Your Capstone for This Challenge: Build an interactive concurrency strategy recommendation engine.

Specification:

  • Accept workload characteristics: {workload_type, latency_requirement_ms, memory_budget_mb, cpu_cores, has_expensive_startup}
  • Apply decision framework: return recommended approach + reasoning
  • Show alternatives with tradeoffs
  • Include benchmark template for validation
  • Provide migration guide if changing approaches
  • Type hints throughout

Deliverable: Save to /tmp/concurrency_selector.py

Testing Your Work:

python /tmp/concurrency_selector.py
# Interactive prompt:
# Enter workload type: hybrid
# Latency requirement (ms): 100
# Memory budget (mb): 256
# CPU cores: 4
# Has expensive startup (y/n): n
#
# === Recommendation ===
# Approach: Asyncio + Free-Threaded Python 3.14
# Reasoning: Hybrid workload with tight latency needs free-threading for CPU+concurrency overlap
# Expected speedup: 3.2x vs sequential
# Memory overhead: ~80MB per thread
# Migration effort: Medium (need thread-safety review)
#
# === Alternatives ===
# 1. ProcessPoolExecutor: Higher memory, no latency advantage
# 2. Pure asyncio: Can't handle CPU-bound part efficiently

Validation Checklist:

  • Code runs without errors
  • Accepts realistic workload characteristics
  • Recommends appropriate concurrency approach
  • Reasoning is clear and data-driven
  • Alternatives section present
  • Migration guidance helpful
  • Type hints complete

Time Estimate: 32-38 minutes (6 min discover, 8 min teach/learn, 8 min edge cases, 10-16 min build artifact)

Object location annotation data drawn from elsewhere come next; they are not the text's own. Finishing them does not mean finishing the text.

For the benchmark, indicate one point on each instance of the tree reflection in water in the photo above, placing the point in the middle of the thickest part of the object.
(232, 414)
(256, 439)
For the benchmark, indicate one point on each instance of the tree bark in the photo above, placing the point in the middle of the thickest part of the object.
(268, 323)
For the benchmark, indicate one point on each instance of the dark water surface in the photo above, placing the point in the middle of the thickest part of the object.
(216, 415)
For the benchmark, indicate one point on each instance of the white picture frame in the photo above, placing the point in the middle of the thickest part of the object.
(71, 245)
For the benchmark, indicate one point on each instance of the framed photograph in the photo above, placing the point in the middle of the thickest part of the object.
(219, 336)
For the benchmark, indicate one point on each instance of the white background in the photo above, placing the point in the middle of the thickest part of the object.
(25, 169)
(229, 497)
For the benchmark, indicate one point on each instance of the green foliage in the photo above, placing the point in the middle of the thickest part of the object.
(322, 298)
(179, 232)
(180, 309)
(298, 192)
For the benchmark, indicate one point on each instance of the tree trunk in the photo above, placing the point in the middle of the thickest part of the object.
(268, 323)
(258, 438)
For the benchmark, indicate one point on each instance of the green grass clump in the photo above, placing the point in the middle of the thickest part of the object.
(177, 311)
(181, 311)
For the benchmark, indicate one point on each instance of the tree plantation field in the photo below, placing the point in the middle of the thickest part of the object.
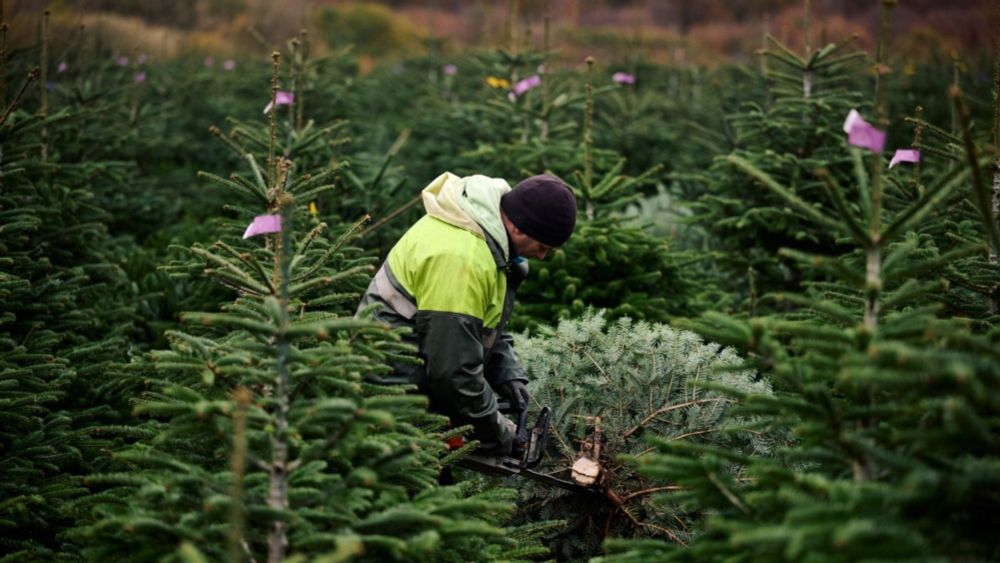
(773, 336)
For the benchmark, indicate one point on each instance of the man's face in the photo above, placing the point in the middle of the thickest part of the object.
(527, 246)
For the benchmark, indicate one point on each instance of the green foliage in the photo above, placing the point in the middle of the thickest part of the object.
(796, 129)
(623, 384)
(887, 395)
(66, 321)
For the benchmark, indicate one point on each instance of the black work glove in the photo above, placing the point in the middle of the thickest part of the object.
(517, 392)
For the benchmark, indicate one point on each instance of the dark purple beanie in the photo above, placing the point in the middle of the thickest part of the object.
(542, 207)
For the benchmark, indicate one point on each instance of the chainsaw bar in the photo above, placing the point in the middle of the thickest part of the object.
(500, 466)
(530, 456)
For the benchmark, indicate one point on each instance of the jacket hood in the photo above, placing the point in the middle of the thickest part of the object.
(471, 203)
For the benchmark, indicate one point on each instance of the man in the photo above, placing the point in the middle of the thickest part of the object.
(452, 278)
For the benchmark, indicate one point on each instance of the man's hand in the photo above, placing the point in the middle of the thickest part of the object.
(517, 392)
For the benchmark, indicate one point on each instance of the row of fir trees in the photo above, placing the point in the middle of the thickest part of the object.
(173, 389)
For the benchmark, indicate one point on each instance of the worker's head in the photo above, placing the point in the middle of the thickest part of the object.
(540, 214)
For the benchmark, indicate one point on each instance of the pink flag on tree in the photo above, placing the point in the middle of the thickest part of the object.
(623, 78)
(281, 98)
(526, 84)
(862, 134)
(262, 225)
(904, 155)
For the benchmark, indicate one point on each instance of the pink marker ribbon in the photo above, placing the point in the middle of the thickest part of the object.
(262, 225)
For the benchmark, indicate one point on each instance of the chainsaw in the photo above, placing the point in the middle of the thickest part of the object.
(529, 446)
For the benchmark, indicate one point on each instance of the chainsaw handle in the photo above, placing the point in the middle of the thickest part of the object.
(522, 434)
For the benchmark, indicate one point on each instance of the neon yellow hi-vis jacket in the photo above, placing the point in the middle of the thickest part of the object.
(451, 279)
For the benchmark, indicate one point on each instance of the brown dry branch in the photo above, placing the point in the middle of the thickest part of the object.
(17, 97)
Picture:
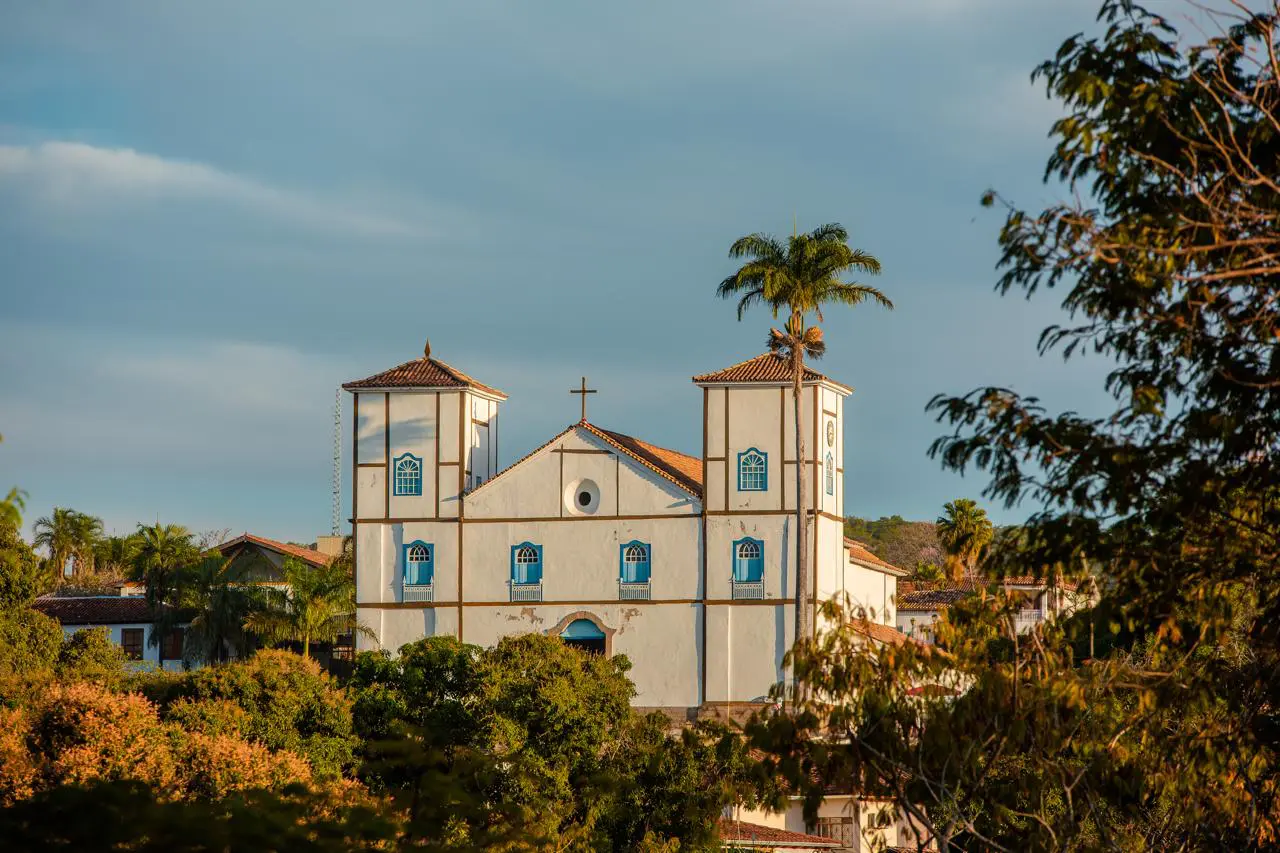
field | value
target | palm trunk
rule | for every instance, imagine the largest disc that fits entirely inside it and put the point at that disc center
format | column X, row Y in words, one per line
column 801, row 497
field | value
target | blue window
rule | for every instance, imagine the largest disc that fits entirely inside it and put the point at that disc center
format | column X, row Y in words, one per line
column 419, row 564
column 748, row 561
column 526, row 564
column 634, row 562
column 753, row 470
column 408, row 475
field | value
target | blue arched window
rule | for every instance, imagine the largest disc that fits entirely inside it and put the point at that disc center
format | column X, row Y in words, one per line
column 634, row 562
column 748, row 561
column 584, row 634
column 408, row 475
column 526, row 564
column 753, row 470
column 419, row 564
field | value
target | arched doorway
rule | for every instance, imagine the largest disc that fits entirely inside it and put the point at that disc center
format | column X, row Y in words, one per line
column 584, row 634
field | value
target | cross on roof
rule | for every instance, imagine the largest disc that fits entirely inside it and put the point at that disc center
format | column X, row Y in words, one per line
column 584, row 391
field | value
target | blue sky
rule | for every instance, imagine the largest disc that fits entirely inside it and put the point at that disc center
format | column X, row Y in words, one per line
column 213, row 214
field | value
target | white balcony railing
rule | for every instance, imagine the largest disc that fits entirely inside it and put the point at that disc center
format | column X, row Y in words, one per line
column 748, row 589
column 526, row 592
column 1025, row 620
column 632, row 591
column 417, row 592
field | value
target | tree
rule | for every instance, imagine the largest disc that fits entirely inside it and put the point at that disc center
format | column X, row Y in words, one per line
column 118, row 555
column 799, row 278
column 316, row 603
column 214, row 598
column 1166, row 255
column 164, row 550
column 22, row 578
column 964, row 532
column 534, row 743
column 68, row 534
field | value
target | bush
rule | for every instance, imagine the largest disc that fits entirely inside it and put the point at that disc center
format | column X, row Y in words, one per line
column 85, row 734
column 287, row 701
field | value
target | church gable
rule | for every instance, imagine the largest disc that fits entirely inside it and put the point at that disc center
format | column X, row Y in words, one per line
column 586, row 473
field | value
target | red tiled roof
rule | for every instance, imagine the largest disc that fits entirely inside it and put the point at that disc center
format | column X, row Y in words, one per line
column 860, row 553
column 421, row 373
column 306, row 555
column 882, row 633
column 936, row 594
column 682, row 469
column 95, row 610
column 741, row 834
column 762, row 368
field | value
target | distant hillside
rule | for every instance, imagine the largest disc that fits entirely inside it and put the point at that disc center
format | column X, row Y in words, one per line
column 897, row 541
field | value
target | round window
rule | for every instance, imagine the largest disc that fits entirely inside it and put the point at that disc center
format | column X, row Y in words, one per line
column 583, row 497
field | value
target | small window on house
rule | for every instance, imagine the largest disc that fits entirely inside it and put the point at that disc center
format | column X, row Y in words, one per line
column 526, row 564
column 584, row 634
column 419, row 564
column 635, row 564
column 753, row 470
column 131, row 641
column 408, row 475
column 172, row 647
column 748, row 561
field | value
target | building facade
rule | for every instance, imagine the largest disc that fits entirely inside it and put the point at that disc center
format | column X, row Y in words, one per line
column 685, row 564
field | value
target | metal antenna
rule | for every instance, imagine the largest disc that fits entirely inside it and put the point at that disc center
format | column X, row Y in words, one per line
column 336, row 509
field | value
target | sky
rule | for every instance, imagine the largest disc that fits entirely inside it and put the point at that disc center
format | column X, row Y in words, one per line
column 214, row 214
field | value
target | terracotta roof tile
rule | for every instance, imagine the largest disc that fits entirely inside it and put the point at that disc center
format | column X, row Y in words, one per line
column 762, row 368
column 860, row 553
column 882, row 633
column 936, row 594
column 95, row 610
column 306, row 555
column 682, row 469
column 740, row 833
column 421, row 373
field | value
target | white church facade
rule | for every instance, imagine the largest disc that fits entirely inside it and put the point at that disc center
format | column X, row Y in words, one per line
column 684, row 564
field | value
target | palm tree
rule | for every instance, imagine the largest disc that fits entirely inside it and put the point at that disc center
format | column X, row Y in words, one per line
column 68, row 534
column 799, row 277
column 214, row 597
column 964, row 532
column 316, row 603
column 163, row 551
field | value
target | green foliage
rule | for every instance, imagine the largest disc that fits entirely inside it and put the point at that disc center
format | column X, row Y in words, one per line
column 318, row 605
column 30, row 642
column 115, row 816
column 22, row 578
column 213, row 597
column 289, row 703
column 68, row 534
column 1168, row 264
column 533, row 742
column 964, row 533
column 90, row 655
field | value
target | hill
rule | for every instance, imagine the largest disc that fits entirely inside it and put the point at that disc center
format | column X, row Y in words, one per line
column 897, row 541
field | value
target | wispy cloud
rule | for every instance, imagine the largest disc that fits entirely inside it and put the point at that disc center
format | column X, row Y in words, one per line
column 78, row 177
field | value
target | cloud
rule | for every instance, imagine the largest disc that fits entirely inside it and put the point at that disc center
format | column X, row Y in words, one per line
column 76, row 177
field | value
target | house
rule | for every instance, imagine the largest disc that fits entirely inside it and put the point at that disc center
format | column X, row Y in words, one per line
column 739, row 835
column 264, row 556
column 684, row 562
column 127, row 620
column 920, row 603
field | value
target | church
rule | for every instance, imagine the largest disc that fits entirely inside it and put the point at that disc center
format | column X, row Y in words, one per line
column 684, row 564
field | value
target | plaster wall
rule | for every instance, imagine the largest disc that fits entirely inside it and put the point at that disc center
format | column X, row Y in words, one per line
column 745, row 644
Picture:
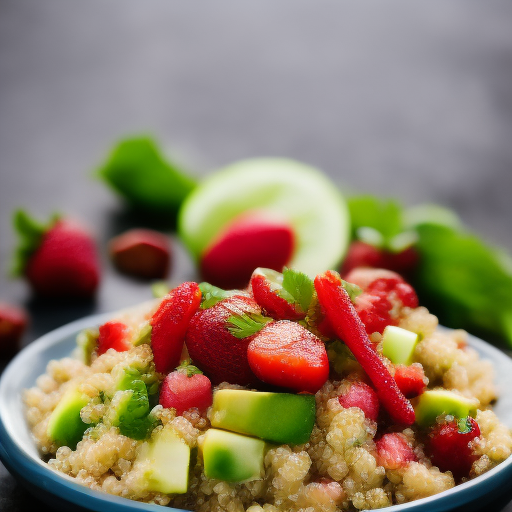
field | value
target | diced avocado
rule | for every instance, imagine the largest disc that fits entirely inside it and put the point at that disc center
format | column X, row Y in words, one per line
column 232, row 457
column 65, row 426
column 430, row 404
column 86, row 342
column 398, row 344
column 129, row 411
column 168, row 463
column 279, row 417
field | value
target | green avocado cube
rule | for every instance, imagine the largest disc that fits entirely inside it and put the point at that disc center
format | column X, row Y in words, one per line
column 167, row 457
column 282, row 418
column 430, row 404
column 232, row 457
column 65, row 427
column 398, row 344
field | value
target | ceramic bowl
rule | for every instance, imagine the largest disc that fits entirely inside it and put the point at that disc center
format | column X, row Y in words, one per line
column 19, row 453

Key Takeaway: Concurrency decisions aren't about "best" approach—they're about "best for your constraints." Master the decision framework and benchmark on your actual workload to make confident, data-driven choices.


Try With AI

How do you choose between single-threaded, free-threaded, multiprocessing, and asyncio for a given workload?

🔍 Explore Decision Framework:

"Walk me through the decision tree: I have a workload that processes 100 images (CPU-intensive). Is it CPU-bound? Yes. Needs parallelism? Yes. Shared state? No. What's the recommendation and why? Show the decision path."

🎯 Practice Benchmarking Methodology:

"Create benchmarks for the same task (sum of squares) using: (1) single-threaded, (2) free-threaded 4 threads, (3) ProcessPoolExecutor 4 workers, (4) asyncio gather. Measure time and CPU utilization. Which wins? Why?"

🧪 Test Hybrid Approaches:

"Design a system with both I/O (fetch from APIs) and CPU (data processing). Show how to combine asyncio for I/O and free-threaded Python for CPU. Explain why neither alone is sufficient."

🚀 Apply to Production Systems:

"Given a multi-agent AI system with 10 agents, each doing reasoning (CPU) and API calls (I/O), recommend concurrency architecture. Consider: scalability, memory constraints, latency requirements, and Python 3.14 capabilities."